Gather Data Silos in a Centralized Place

In 2023, Statista forecasted the total amount of global data at a whopping 120 zettabytes, up from 9 zettabytes ten years prior—and it continues to rise. This rapid growth leaves logistics professionals with the tricky task of updating their databases and operations to store and process data more quickly. As a result, only 2% of this data is currently used. 

With data stored in multiple locations, from data lakes and warehouses to internal databases, and external data sources, multiple data silos and unmapped systems prevent data visibility. 

Logistics companies must gather data in a centralized location to begin their cleansing process. This will help capture updates lost in data silos, improving the visibility and accuracy of information to drive reliable data-driven decision-making

Build a Query and Extraction Tool To Pull the Data

Let’s say you’re a container shipping company that needs to extract scans or events to identify when its containers are in a terminal, on a vessel, unloaded from a ship, or on a truck for last-mile delivery. 

You know that GPS track and trace system data and the vessel schedule from the vessel company will be helpful. But large sums of external data contain lots of unnecessary information, which can slow systems down. 

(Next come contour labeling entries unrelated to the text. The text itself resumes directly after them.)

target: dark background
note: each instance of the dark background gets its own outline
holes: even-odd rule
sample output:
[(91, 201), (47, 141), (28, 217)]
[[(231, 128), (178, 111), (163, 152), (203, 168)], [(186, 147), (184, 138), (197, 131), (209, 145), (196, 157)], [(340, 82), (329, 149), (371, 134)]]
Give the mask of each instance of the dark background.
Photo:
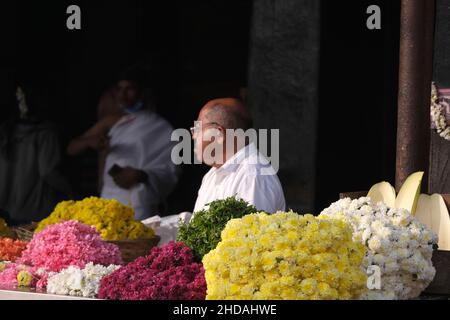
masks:
[[(306, 32), (302, 28), (289, 33), (290, 43), (295, 42), (298, 34), (298, 39), (320, 47), (317, 54), (320, 68), (315, 69), (314, 77), (295, 76), (316, 88), (317, 104), (309, 106), (317, 112), (316, 125), (311, 127), (315, 151), (297, 150), (302, 136), (295, 136), (296, 118), (284, 116), (287, 110), (278, 109), (276, 104), (270, 108), (280, 121), (285, 117), (287, 129), (281, 124), (281, 131), (294, 132), (286, 138), (281, 152), (287, 157), (290, 153), (312, 157), (314, 163), (313, 167), (299, 168), (313, 172), (307, 183), (315, 192), (314, 196), (308, 195), (313, 199), (306, 205), (297, 205), (293, 191), (297, 190), (296, 181), (289, 179), (290, 171), (282, 163), (280, 178), (287, 190), (288, 206), (318, 213), (335, 201), (339, 192), (367, 190), (375, 182), (394, 181), (399, 1), (323, 0), (320, 6), (311, 5), (316, 1), (292, 2), (294, 11), (290, 15), (298, 13), (299, 19), (310, 19), (305, 8), (319, 10), (316, 13), (320, 19), (307, 25), (317, 28), (320, 36), (302, 39)], [(302, 7), (302, 2), (306, 6)], [(158, 112), (174, 127), (189, 128), (209, 99), (239, 96), (241, 88), (248, 86), (252, 76), (249, 73), (254, 72), (249, 69), (249, 56), (255, 52), (264, 56), (264, 50), (271, 50), (270, 46), (252, 46), (251, 37), (258, 28), (267, 31), (271, 23), (252, 25), (254, 13), (276, 10), (277, 3), (5, 2), (0, 11), (2, 79), (18, 78), (50, 90), (51, 99), (45, 111), (58, 124), (65, 147), (71, 138), (96, 121), (98, 99), (114, 83), (117, 73), (140, 63), (152, 70), (156, 79)], [(66, 29), (65, 12), (70, 4), (81, 7), (80, 31)], [(382, 8), (382, 30), (366, 28), (366, 8), (371, 4)], [(259, 11), (254, 10), (256, 6), (261, 6)], [(283, 16), (277, 19), (283, 20)], [(274, 72), (282, 78), (285, 71), (279, 68)], [(281, 90), (281, 99), (298, 95), (295, 90), (295, 87)], [(254, 90), (254, 95), (258, 92)], [(250, 104), (258, 101), (253, 98)], [(262, 112), (252, 105), (250, 109)], [(254, 116), (258, 119), (259, 115)], [(95, 193), (95, 164), (94, 153), (65, 159), (64, 171), (80, 197)], [(182, 181), (170, 199), (171, 213), (192, 210), (206, 170), (204, 166), (184, 167)], [(302, 196), (306, 197), (299, 194)]]

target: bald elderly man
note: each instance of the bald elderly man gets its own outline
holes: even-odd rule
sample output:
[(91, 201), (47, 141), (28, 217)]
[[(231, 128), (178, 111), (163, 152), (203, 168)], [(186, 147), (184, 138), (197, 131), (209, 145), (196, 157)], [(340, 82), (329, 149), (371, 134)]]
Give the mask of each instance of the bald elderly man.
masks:
[(244, 139), (242, 143), (227, 134), (251, 128), (250, 115), (242, 102), (232, 98), (212, 100), (201, 109), (196, 124), (192, 128), (195, 155), (211, 169), (202, 180), (194, 213), (211, 201), (232, 196), (246, 200), (259, 211), (286, 209), (280, 180), (269, 160), (253, 142)]

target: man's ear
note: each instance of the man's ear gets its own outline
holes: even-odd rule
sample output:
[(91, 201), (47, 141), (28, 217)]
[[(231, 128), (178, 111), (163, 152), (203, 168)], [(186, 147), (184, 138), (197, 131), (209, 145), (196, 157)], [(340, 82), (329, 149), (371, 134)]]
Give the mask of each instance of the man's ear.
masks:
[(225, 144), (225, 135), (226, 130), (222, 127), (219, 128), (219, 136), (217, 137), (217, 143), (219, 144)]

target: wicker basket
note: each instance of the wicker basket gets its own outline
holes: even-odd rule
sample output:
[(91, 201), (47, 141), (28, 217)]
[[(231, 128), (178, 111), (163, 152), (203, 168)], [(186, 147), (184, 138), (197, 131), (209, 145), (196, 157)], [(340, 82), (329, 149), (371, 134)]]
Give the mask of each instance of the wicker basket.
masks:
[(146, 256), (150, 252), (150, 249), (156, 247), (161, 238), (155, 236), (151, 239), (139, 239), (139, 240), (116, 240), (108, 241), (119, 247), (122, 253), (122, 260), (125, 263), (129, 263), (138, 257)]
[(14, 238), (22, 241), (30, 241), (33, 238), (34, 230), (37, 228), (37, 223), (31, 223), (20, 227), (12, 227)]

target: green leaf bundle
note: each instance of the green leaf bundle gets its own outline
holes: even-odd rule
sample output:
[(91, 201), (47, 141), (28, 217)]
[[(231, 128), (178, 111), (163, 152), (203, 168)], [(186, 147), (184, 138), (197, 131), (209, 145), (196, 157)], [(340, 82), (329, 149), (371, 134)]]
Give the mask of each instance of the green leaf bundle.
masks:
[(205, 254), (216, 248), (228, 221), (256, 212), (254, 206), (235, 197), (213, 201), (208, 210), (196, 212), (188, 224), (180, 225), (177, 240), (190, 247), (195, 258), (201, 261)]

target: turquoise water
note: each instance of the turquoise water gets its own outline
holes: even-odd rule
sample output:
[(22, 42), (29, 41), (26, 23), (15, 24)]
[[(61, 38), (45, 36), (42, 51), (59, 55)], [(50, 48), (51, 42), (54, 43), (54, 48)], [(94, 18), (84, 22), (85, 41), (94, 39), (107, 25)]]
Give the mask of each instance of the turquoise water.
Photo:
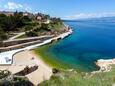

The extract and query tool can support your big data analytics tools by only pulling data based on your requirements. Think of a fire engine pole—a connection line without any bottlenecks. You must structure data to extract easily and flow seamlessly for quick use. Logistics providers can use data aggregations and filters to reduce the processing time by telling the extraction tools precisely what data they need.

But what size are the pallets to go to the retailer? Do you have this data stored from a previous sale? Have they changed their product? Logistics providers must understand all required data points and implement IT infrastructure to extract and reformat critical information for their tools.

Start Cleansing and Enriching Your Data!

Data cleansing opens many doors for data analytics in logistics, such as demand forecasting and operational optimization. With clean historical data, logistics professionals can look back and analyze patterns between customer behavior, weather, seasonality, and supply to forecast demand. However, data cleansing can be the most laborious part of the data lifecycle, so here are some steps to make it more manageable:

  • Ensure all data is in a consistent format: Does your software read special characters? Is it case-sensitive? As a rule of thumb, it’s best to convert all upper case to lower case and replace special characters with an underscore to increase readability across the network. 
  • Remove duplicates: Data often has repeated columns and rows that need to be filtered out. These may arise, for example, from two systems capturing data from the same truck or the vehicle itself having multiple issues related to the same part, generating a similar response in many of the data entries.
  • Check for syntax errors: Date, birthday, and age are common syntax issues that are simple enough to fix, but problems involving spelling mistakes require more effort. Although removing typos, additional spaces, and re-ordering dates require particular equations and tools, data teams can prevent some issues altogether by structuring the data collection format. Setting strict boundaries for fields like driver name, location, and truck numbers will help minimize data cleansing tasks and ensure quality data.
  • Estimate missing data points: When multiple data points have missing data for the same attributes, the most straightforward response is dropping entire columns, reducing data representability. Nevertheless, industry experts can solve these issues with historical data and algorithms. 

Once data is cleaned and enriched, logistics service providers can begin to implement data analytics in the logistics networks much more efficiently. This way, they increase their ability to make data-driven decisions and avoid expensive data-led mistakes. On top of that, it opens many doors for further logistics technology implementations.